En février de cette année, les filles de Malcolm X ont reçu une lettre posthume d’un policier. Il y affirmait qu’il avait été « infiltré » par sa hiérarchie auprès du leader noir afin de piéger deux de ses gardes du corps, arrêtés quelques jours seulement avant le jour fatidique, afin d’affaiblir sa sécurité. L’enquête sur la mort de l’un des dirigeants noirs les plus influents et charismatiques du siècle n’est pas tout à fait achevée, même si elle a libéré deux innocents d’un fardeau indu. Il est courant d’entendre dire au lendemain de la mort d’un grand martyr que sa pensée va lui survivre. Cela n’est pas toujours vrai. Pour Malcolm X, cela est vrai et faux à la fois. Ses propositions stratégiques, dans leur incomplétude, et l’esprit de radicalisme qui l’imprégnait ont constitué une source essentielle d’inspiration des militants noirs au tournant des années 1970. Que l’on pense, par exemple, au mouvement Black Power ou aux Blacks Panthers. Mais, au-delà, c’est toute la culture militante et non militante des Afro-Américains qui en a été influencée, y compris dans ses formes artistiques et musicales.

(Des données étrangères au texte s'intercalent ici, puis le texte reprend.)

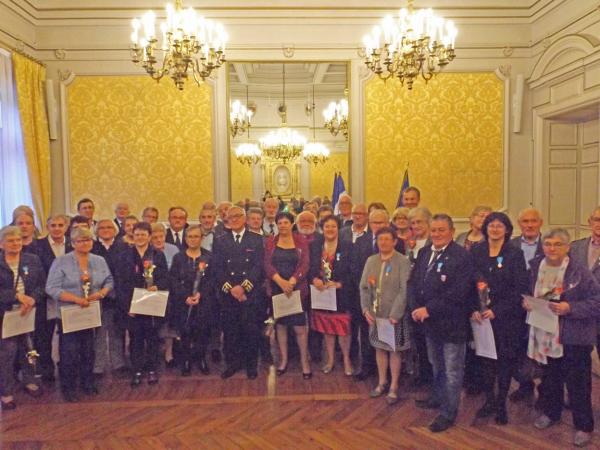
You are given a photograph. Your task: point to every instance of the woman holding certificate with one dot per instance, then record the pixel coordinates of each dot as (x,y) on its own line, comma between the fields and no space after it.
(191,296)
(286,265)
(502,279)
(571,293)
(143,267)
(21,287)
(77,278)
(383,302)
(330,270)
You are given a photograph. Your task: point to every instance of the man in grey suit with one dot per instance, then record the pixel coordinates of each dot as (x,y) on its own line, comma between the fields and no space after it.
(587,253)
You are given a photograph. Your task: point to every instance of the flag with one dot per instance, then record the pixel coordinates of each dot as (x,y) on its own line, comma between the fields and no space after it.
(405,185)
(335,191)
(339,190)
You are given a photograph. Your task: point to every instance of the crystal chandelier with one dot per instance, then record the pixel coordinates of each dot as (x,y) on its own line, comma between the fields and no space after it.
(189,45)
(284,144)
(417,43)
(248,153)
(336,117)
(314,152)
(239,117)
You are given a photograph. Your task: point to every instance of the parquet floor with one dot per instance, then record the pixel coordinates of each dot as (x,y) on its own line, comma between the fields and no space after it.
(205,412)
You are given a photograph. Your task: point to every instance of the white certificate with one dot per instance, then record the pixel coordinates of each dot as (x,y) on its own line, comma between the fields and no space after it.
(325,299)
(541,316)
(149,303)
(483,335)
(286,306)
(386,332)
(76,318)
(14,324)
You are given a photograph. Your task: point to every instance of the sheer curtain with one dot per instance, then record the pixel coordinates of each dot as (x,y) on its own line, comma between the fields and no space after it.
(15,188)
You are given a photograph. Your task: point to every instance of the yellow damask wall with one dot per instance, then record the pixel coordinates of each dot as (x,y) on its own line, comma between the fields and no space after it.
(321,176)
(450,134)
(133,139)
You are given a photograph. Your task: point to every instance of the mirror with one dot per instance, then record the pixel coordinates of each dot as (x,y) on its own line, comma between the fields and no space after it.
(259,88)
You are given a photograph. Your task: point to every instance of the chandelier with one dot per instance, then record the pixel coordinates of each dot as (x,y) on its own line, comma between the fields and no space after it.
(248,153)
(284,144)
(314,152)
(239,117)
(190,45)
(417,43)
(336,118)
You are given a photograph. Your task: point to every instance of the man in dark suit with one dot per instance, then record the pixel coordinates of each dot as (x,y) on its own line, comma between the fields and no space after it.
(113,326)
(238,263)
(587,253)
(530,241)
(177,226)
(48,248)
(365,246)
(442,296)
(121,211)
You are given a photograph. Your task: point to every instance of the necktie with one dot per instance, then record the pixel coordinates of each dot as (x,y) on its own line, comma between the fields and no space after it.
(436,255)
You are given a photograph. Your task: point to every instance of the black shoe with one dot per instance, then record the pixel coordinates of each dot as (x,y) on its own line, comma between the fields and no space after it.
(90,390)
(229,372)
(501,415)
(216,355)
(487,410)
(439,424)
(70,396)
(521,394)
(8,406)
(152,377)
(137,379)
(427,403)
(203,366)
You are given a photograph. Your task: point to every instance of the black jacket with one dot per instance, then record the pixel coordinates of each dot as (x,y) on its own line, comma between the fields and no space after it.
(340,270)
(448,291)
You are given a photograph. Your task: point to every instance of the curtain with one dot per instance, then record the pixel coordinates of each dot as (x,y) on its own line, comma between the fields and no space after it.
(15,188)
(30,78)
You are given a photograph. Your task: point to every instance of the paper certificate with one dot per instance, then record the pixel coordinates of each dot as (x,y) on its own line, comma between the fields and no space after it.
(286,306)
(483,335)
(540,315)
(75,318)
(325,299)
(14,324)
(149,303)
(386,332)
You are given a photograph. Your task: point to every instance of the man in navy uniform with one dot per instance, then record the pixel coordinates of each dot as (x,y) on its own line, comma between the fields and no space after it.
(238,259)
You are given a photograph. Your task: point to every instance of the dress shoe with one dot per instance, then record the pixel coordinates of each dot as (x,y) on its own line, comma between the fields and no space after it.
(8,406)
(203,366)
(137,379)
(70,396)
(439,424)
(229,372)
(427,404)
(487,410)
(216,355)
(152,377)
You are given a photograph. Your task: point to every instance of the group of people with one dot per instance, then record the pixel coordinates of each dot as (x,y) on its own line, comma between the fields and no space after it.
(407,290)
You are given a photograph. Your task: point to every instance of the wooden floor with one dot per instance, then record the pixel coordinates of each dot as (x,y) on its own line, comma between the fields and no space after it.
(329,411)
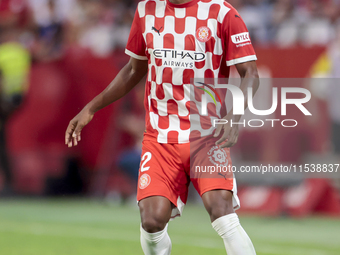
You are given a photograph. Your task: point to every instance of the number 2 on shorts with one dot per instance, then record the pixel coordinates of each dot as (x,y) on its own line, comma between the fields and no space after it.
(146,157)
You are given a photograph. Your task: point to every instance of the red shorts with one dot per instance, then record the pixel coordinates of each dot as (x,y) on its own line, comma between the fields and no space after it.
(165,170)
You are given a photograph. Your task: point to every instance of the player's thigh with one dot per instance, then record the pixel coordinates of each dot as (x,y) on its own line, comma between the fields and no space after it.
(161,174)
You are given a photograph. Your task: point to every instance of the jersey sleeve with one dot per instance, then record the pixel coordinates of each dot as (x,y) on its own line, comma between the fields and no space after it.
(135,46)
(238,46)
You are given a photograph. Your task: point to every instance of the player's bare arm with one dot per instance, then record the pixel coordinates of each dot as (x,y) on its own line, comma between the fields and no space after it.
(249,78)
(128,77)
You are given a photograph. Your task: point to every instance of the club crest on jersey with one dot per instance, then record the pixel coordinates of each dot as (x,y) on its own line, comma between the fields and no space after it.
(144,181)
(218,156)
(203,34)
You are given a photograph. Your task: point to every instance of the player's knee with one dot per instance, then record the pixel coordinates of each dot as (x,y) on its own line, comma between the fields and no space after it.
(218,211)
(218,203)
(153,224)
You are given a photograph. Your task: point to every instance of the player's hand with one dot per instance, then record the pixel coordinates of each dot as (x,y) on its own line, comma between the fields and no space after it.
(73,131)
(230,134)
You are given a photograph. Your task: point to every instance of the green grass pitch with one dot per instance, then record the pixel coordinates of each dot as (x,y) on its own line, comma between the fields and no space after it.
(55,227)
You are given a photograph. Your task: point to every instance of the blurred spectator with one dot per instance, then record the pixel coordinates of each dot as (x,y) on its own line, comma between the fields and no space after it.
(14,70)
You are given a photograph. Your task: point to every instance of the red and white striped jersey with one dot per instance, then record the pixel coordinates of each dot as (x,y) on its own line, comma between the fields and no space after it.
(198,39)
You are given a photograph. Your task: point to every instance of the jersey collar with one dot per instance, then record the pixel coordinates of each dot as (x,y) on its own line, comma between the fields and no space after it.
(192,2)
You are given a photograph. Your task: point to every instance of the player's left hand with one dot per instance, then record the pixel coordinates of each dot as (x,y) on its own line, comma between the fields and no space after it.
(230,134)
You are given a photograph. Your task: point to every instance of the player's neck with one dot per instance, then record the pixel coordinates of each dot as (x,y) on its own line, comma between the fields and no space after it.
(179,1)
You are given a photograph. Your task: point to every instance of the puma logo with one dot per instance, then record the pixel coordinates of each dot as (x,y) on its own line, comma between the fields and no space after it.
(157,30)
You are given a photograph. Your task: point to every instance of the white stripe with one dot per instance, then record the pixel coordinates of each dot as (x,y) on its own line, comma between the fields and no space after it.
(241,60)
(131,54)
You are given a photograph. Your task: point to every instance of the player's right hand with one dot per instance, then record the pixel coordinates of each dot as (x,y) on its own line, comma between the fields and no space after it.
(73,131)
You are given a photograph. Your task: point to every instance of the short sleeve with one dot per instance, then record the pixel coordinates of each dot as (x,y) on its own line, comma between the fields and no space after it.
(238,46)
(135,46)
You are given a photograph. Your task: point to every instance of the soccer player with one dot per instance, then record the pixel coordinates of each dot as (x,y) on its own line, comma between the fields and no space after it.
(173,41)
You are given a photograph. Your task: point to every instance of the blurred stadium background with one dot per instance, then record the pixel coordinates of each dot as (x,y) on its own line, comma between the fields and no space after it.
(56,55)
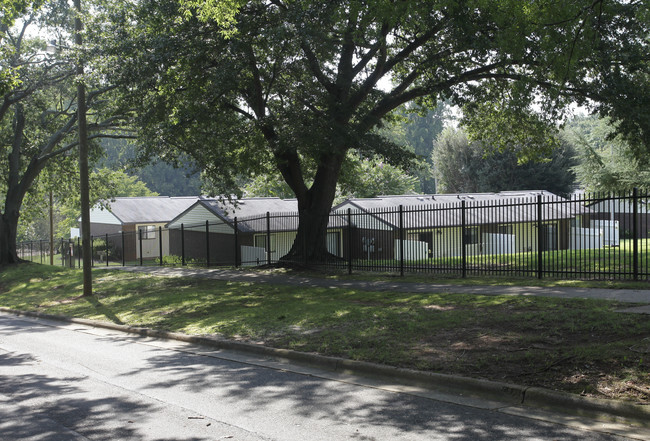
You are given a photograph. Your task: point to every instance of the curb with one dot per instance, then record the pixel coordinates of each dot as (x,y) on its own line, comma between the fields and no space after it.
(507,393)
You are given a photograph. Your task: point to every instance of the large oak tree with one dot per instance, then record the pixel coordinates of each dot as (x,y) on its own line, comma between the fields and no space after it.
(299,83)
(38,117)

Dans le même temps, et alors que refluait la résistance noire directement politique, on a bien souvent voulu voir dans la figure iconisée de Malcolm l’incarnation d’un cheminement rédempteur qui, de la misère et de la délinquance, l’aurait conduit à retrouver fierté et estime de soi à travers l’expérience malheureuse d’un sectarisme racialiste avec lequel il aurait magnifiquement rompu pour redécouvrir les valeurs de fraternité universelle, de non violence et de liberté chères à Martin Luther King.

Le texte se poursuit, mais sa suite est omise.